With the Web 2.0 revolution happening, we’re always trying to find ways to enhance the online experience of Digital Past. We developed a few more plug-ins to our CONTENTdm installation with the most recent upgrade. When we launched a redesigned home page in August 2006, it sported a random image feature, an RSS feed to keep track of the latest additions, and browsing by participating institution, proper name, organization, and city.
Tucking In the Ends
Of course, there are always drawbacks. We have to keep in mind that digitization is a labor-intensive process and that all these files take up a lot of space on the server. Commercial software often isn’t within a small institution’s budget, not to mention the hardware and people to manage it. For our members, Digital Past was the answer—a centralized, consortium-based program. NSLS maintains the server and provides training, troubleshooting assistance, and staffing for it. We also maintain a digitization lab with equipment and hands-on help that’s available for the participants’ use free of charge.
Recently, we also began hosting the Digital Past Users Group, which helps facilitate idea-sharing and information dissemination. For their end of the bargain, participants are responsible for digitizing and cataloging their own items. They are also responsible for getting permission to display the item online and allowing use that may be requested by authors, producers, or people who just want a good quality copy of an item. Often a staff member or two are given the project, and some have been lucky enough to attract technically savvy volunteers who help with the work. Both NSLS and the participants promote Digital Past in a variety of ways, including at farmers’ markets and genealogy conferences and with speeches to local groups.
We’ve been thrilled to see Digital Past’s use skyrocket in the last year. This invites the question: Who uses it? Well, just about anyone who might be interested in our geographic area; products created here, such as the Curt Teich postcards or Elgin watches; or special topical strengths we have. We know that it’s used by schoolchildren for their local history studies and history fairs as well as by historians, genealogists, public-TV producers, authors, university classes, folks with a tie to the area, and others worldwide. We have had inquiries from as far away as Japan, Poland, and France. Participants have been contacted by various magazines, book authors, and TV producers for further information about items found on Digital Past.
Since its humble beginning, Digital Past has now grown into a large centralized collaboration that consists of 32 libraries and a museum as its primary contributors. The current list of participants includes 26 public libraries, two special libraries, an academic library, a school library, a local museum, and two libraries outside the NSLS service area. These participants then partner with other local cultural institutions such as historical societies. At one point, we required that non-NSLS members partner with a library in order to join, but we have expanded the opportunity to nonmembers, such as libraries outside of the NSLS service area, local historical societies, and museums. There’s a long list of other institutions of all types that are thinking about joining as well, so we anticipate growth in the coming year.
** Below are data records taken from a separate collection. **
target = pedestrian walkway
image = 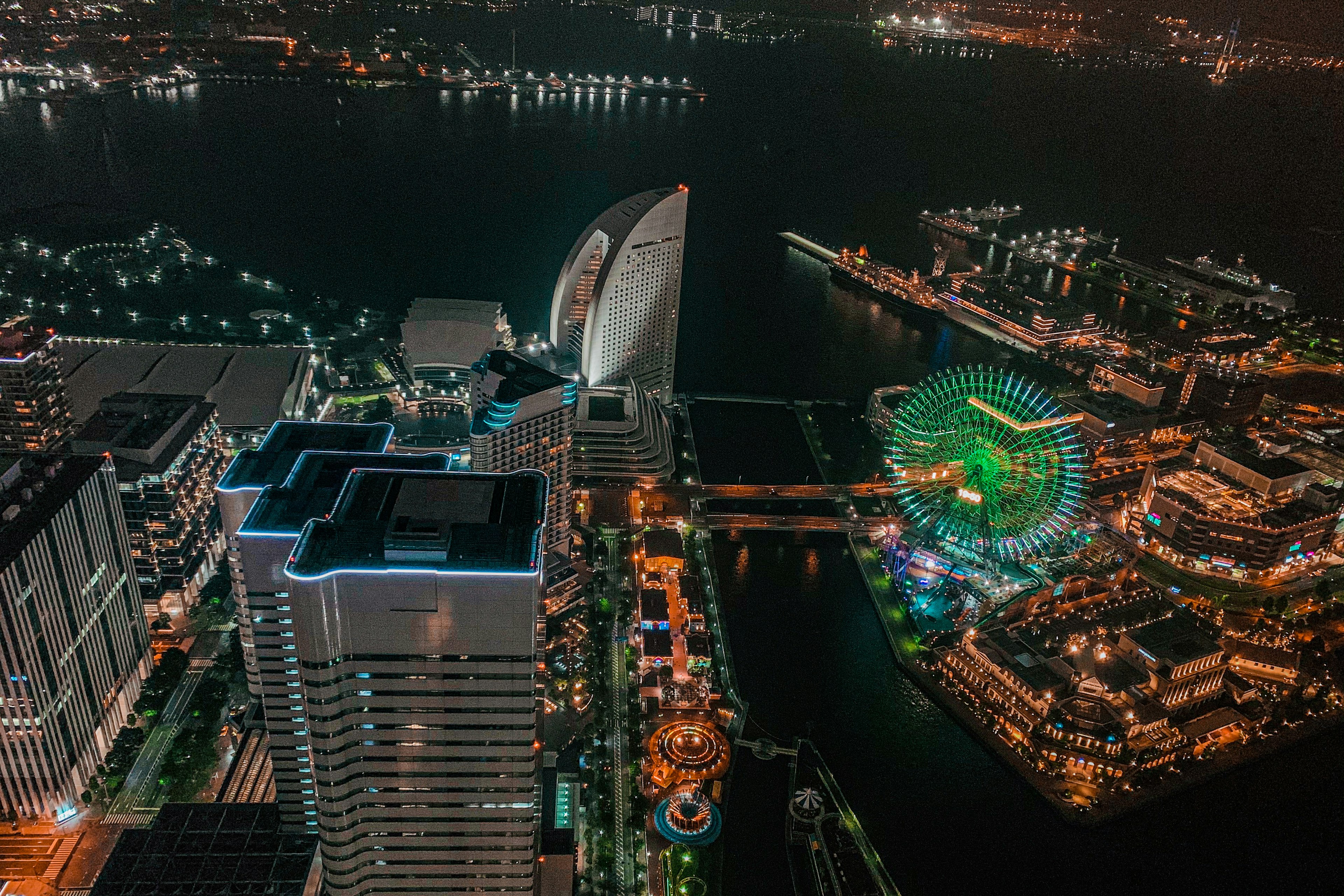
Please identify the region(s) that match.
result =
[102,809,159,827]
[102,669,203,825]
[610,641,634,893]
[42,837,79,884]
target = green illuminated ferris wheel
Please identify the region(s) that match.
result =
[887,367,1085,560]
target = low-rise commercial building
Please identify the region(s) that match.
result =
[1117,610,1227,709]
[55,337,316,449]
[1223,638,1302,685]
[90,803,323,896]
[1088,361,1167,407]
[1129,461,1339,579]
[643,529,685,572]
[1195,439,1312,497]
[402,298,516,398]
[1180,364,1269,426]
[1063,392,1163,447]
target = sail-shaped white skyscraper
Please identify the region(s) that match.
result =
[551,187,687,403]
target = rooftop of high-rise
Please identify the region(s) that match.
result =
[285,470,547,579]
[71,392,215,482]
[238,451,451,537]
[0,451,106,569]
[0,324,56,361]
[472,349,579,435]
[219,420,392,492]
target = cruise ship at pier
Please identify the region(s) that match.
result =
[831,246,944,316]
[779,231,944,317]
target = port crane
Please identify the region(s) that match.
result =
[1208,19,1242,85]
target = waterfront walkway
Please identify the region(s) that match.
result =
[602,529,634,893]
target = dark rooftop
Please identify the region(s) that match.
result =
[640,588,668,622]
[1214,444,1309,479]
[70,392,215,482]
[239,451,451,539]
[0,451,106,569]
[1097,359,1163,388]
[640,629,672,658]
[219,420,392,492]
[90,803,317,896]
[1125,610,1223,666]
[644,529,685,560]
[1062,392,1161,423]
[285,470,546,579]
[472,349,573,402]
[472,349,578,435]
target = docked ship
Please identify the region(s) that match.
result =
[829,246,944,316]
[949,202,1021,222]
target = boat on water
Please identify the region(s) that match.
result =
[828,246,944,317]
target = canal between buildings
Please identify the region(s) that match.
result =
[692,402,1344,896]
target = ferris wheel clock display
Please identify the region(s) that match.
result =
[887,367,1086,560]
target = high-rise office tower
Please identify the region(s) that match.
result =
[285,470,546,896]
[218,420,392,697]
[551,187,687,404]
[237,448,449,832]
[0,327,71,451]
[70,392,224,619]
[0,454,150,821]
[472,351,579,558]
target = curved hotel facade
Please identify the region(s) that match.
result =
[551,187,687,403]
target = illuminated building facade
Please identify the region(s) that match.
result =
[634,7,723,31]
[1088,363,1167,407]
[472,351,579,559]
[0,453,152,821]
[218,420,392,697]
[1180,364,1269,426]
[285,470,546,896]
[1129,462,1339,579]
[551,187,687,404]
[0,327,71,451]
[570,378,676,485]
[1118,609,1227,709]
[70,392,224,618]
[234,448,449,832]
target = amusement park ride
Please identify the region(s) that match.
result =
[886,367,1086,626]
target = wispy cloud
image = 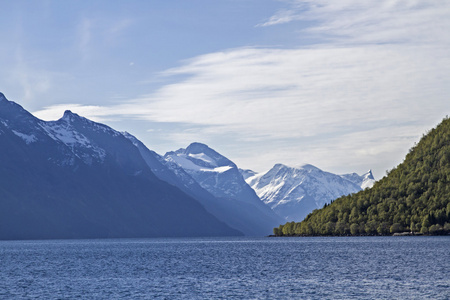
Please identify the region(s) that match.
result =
[33,0,450,175]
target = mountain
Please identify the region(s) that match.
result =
[239,169,257,180]
[274,117,450,235]
[341,170,375,190]
[164,143,282,236]
[125,133,270,236]
[246,164,362,221]
[0,94,241,239]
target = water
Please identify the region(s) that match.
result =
[0,237,450,299]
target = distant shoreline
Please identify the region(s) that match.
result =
[267,232,450,238]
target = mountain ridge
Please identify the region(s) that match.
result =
[0,94,242,239]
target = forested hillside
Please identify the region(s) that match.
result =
[274,117,450,236]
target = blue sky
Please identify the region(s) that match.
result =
[0,0,450,178]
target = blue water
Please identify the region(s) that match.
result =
[0,237,450,299]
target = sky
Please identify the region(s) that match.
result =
[0,0,450,179]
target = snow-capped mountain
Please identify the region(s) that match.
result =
[0,93,241,239]
[164,143,283,235]
[246,164,370,221]
[341,170,375,190]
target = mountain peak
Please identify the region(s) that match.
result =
[186,142,212,154]
[61,110,87,123]
[363,170,375,180]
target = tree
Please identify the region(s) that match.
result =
[389,223,403,233]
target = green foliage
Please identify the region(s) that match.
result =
[276,117,450,236]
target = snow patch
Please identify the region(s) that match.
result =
[12,130,37,145]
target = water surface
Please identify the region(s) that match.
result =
[0,237,450,299]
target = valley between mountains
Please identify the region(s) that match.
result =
[0,93,375,239]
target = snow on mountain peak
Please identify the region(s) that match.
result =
[246,164,366,221]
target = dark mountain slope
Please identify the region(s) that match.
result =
[0,94,240,239]
[274,117,450,235]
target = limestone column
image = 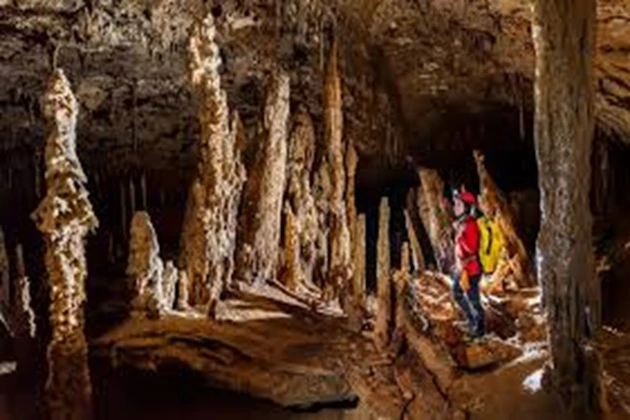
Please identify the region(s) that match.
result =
[33,70,98,420]
[474,150,534,287]
[532,0,601,418]
[0,228,11,314]
[324,39,352,310]
[126,211,166,318]
[285,106,318,286]
[237,71,290,284]
[180,14,245,316]
[418,168,454,273]
[374,198,393,347]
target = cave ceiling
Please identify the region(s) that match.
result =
[0,0,630,170]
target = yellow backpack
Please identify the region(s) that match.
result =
[477,216,504,274]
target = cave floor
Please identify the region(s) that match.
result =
[0,282,630,420]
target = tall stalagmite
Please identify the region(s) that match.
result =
[236,72,290,283]
[348,214,366,328]
[374,198,393,347]
[33,70,98,420]
[127,211,166,317]
[0,228,11,312]
[474,150,534,287]
[418,168,454,272]
[181,14,245,315]
[285,106,318,284]
[346,141,359,247]
[280,202,304,290]
[324,39,352,303]
[532,0,601,418]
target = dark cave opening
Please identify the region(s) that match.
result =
[356,107,539,291]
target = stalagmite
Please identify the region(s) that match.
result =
[33,70,98,420]
[161,261,178,310]
[418,168,454,272]
[11,245,37,340]
[348,213,366,328]
[285,106,318,285]
[532,0,603,418]
[129,177,136,214]
[405,187,436,270]
[175,270,189,311]
[374,198,393,347]
[346,141,359,246]
[313,155,331,288]
[120,181,128,241]
[140,172,147,211]
[237,72,290,283]
[404,210,424,271]
[324,39,352,310]
[126,211,165,318]
[181,14,245,316]
[474,150,534,287]
[0,228,11,312]
[280,203,303,290]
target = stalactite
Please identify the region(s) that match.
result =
[0,227,11,312]
[418,168,454,272]
[33,70,98,420]
[237,72,290,283]
[374,198,392,347]
[286,106,318,285]
[324,39,352,310]
[474,151,534,287]
[181,14,247,316]
[126,211,165,318]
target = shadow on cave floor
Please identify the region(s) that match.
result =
[95,370,358,420]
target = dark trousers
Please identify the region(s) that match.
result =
[452,272,486,336]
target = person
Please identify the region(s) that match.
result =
[452,187,485,337]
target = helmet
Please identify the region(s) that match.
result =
[454,187,477,207]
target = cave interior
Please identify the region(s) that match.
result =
[0,0,630,420]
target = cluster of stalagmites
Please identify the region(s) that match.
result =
[174,16,363,316]
[33,70,98,419]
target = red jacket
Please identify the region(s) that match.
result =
[455,216,481,276]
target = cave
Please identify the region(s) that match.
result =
[0,0,630,420]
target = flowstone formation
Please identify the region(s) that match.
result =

In fall 2006, Digital Past reached a milestone of 50,000 items on its server. There’s always something new being added. We’re constantly looking to the future and trying to develop new ways to weave the past into the present by offering the data in new and fresh ways. By doing this, we’re able to show the world a bit of local history, demonstrate the importance of digitization, and showcase the fact the libraries are at the forefront of technology.